Segundo o parlamentar, a intenção é entender qual será o retorno prático da medida para a população sul-mato-grossense. Zé Teixeira afirmou que a função do mandato, neste caso, é justamente cobrar do Executivo justificativas sobre a finalidade do convênio e a necessidade do repasse. A cobrança ocorre em meio à repercussão política da assinatura do acordo, inicialmente associada ao ex-secretário Jaime Elias Verruck.

O convênio foi publicado no Diário Oficial do Estado de 10 de abril, com indicação de que a parceria foi celebrada entre o Estado, por meio da Secretaria de Estado de Meio Ambiente, Desenvolvimento, Ciência, Tecnologia e Inovação (Semadesc), com recursos do Fundo Estadual Pró-Desenvolvimento Econômico (Pró-Desenvolve), e a Federação das Indústrias do Estado de Mato Grosso do Sul (Fiems). O objeto descrito no extrato é o apoio à execução de ações organizadas de promoção econômica e institucional, incluindo estudos técnicos e de mercado, além do fomento à atração de investimentos.

De acordo com a publicação oficial mais recente, o valor global do instrumento é de R$ 7.700.000,00, com vigência a partir da assinatura até 15 de outubro de 2027. A data de assinatura registrada no documento é 8 de abril de 2026.

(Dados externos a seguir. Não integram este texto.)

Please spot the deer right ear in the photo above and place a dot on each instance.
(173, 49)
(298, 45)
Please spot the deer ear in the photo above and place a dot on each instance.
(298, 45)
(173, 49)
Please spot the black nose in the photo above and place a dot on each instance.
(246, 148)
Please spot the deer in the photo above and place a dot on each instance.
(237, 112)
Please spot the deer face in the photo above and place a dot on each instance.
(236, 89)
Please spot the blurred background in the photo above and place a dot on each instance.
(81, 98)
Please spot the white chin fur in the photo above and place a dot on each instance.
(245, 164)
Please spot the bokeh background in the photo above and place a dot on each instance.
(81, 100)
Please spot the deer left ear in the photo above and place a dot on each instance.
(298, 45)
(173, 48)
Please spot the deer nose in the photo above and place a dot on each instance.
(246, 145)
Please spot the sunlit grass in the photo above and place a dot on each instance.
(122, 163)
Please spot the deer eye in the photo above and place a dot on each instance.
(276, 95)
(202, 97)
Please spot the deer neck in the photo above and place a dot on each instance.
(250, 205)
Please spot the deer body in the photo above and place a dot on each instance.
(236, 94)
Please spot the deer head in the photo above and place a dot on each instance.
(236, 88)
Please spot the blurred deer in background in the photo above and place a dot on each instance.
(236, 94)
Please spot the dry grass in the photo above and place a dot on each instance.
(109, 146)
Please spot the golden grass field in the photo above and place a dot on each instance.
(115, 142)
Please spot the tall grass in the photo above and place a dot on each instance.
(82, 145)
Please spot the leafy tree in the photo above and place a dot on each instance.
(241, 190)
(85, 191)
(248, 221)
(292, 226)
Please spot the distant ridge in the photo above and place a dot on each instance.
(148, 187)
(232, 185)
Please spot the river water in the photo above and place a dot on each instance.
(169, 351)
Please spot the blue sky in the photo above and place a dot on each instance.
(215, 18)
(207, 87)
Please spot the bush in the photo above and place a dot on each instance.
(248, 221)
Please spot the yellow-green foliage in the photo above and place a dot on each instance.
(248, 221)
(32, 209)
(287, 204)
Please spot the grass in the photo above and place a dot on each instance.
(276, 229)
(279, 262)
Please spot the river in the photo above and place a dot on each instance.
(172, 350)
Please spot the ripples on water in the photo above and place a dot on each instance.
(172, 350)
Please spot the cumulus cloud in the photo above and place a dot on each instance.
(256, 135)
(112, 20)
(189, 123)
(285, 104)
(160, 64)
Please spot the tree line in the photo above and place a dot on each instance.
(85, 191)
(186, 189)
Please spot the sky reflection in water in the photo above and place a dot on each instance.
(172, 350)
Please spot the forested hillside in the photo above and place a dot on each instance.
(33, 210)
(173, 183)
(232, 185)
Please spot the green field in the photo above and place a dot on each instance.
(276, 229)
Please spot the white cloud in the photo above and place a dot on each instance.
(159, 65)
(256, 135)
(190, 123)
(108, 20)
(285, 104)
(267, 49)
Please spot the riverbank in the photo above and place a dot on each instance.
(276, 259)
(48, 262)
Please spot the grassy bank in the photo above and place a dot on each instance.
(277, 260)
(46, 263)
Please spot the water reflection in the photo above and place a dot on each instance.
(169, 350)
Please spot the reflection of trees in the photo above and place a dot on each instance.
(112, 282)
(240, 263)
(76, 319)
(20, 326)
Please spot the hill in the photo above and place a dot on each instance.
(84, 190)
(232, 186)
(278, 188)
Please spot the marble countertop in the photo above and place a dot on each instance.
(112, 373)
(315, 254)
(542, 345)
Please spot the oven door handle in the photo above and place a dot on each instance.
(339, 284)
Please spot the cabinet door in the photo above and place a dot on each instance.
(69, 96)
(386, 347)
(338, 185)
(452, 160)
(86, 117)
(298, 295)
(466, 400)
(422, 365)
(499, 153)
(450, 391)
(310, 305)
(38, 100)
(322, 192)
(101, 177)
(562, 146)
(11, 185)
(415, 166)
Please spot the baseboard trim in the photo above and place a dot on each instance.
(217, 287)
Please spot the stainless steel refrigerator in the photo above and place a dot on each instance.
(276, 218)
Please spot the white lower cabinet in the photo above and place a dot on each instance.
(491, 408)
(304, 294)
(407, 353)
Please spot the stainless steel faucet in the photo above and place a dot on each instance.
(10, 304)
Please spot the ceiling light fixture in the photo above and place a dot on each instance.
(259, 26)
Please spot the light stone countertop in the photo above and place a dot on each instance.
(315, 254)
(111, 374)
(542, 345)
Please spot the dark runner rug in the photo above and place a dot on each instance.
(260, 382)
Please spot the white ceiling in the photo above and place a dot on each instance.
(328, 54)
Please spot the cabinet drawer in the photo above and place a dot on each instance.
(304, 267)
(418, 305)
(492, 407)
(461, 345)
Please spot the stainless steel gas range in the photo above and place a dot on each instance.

Mesmo admitindo que ainda não conhece em profundidade o conteúdo do convênio, Zé Teixeira antecipou que vai requerer informações formais ao Governo para compreender a justificativa técnica e administrativa do repasse. O posicionamento foi acompanhado por manifestação do deputado Lucas de Lima (PL), que também informou que pretende solicitar acesso ao plano de trabalho completo, com metas, indicadores e cronograma, além de acompanhar a execução do convênio e, se necessário, provocar os órgãos de controle.

Lucas ainda defendeu a divulgação pública de todos os dados relacionados ao acordo, sob o argumento de que investimentos em desenvolvimento econômico precisam ser acompanhados de transparência e fiscalização rigorosa. A fala reforça a pressão política para que o Executivo detalhe como os recursos serão aplicados e quais resultados deverão ser entregues.

Outro ponto que ampliou a repercussão do caso foi a mudança na publicação do extrato. O texto divulgado no Diário Oficial de 13 de abril aparece com correção em relação ao documento anterior. A nova versão mantém a data de assinatura em 8 de abril de 2026, mas traz como signatário o atual titular da Semadesc, Artur Henrique Leite Falcette, que assumiu a pasta após a saída de Jaime Verruck.

Jaime Elias Verruck deixou o comando da secretaria no início de abril para disputar as eleições deste ano. A mudança no comando da pasta ocorreu oficialmente naquele período, e a correção no Diário Oficial passou a alimentar questionamentos sobre a tramitação administrativa do convênio e sobre a responsabilidade formal pela assinatura do ato.

Nos bastidores, a informação apurada é de que os procedimentos administrativos ligados ao convênio foram conduzidos ainda durante a gestão de Verruck, que permaneceu por mais de uma década à frente da área de desenvolvimento econômico no Estado. Agora, com a cobrança dos parlamentares, o caso deve ganhar novos desdobramentos na Assembleia Legislativa, especialmente no campo da fiscalização dos gastos públicos e da exigência de transparência sobre o uso dos recursos.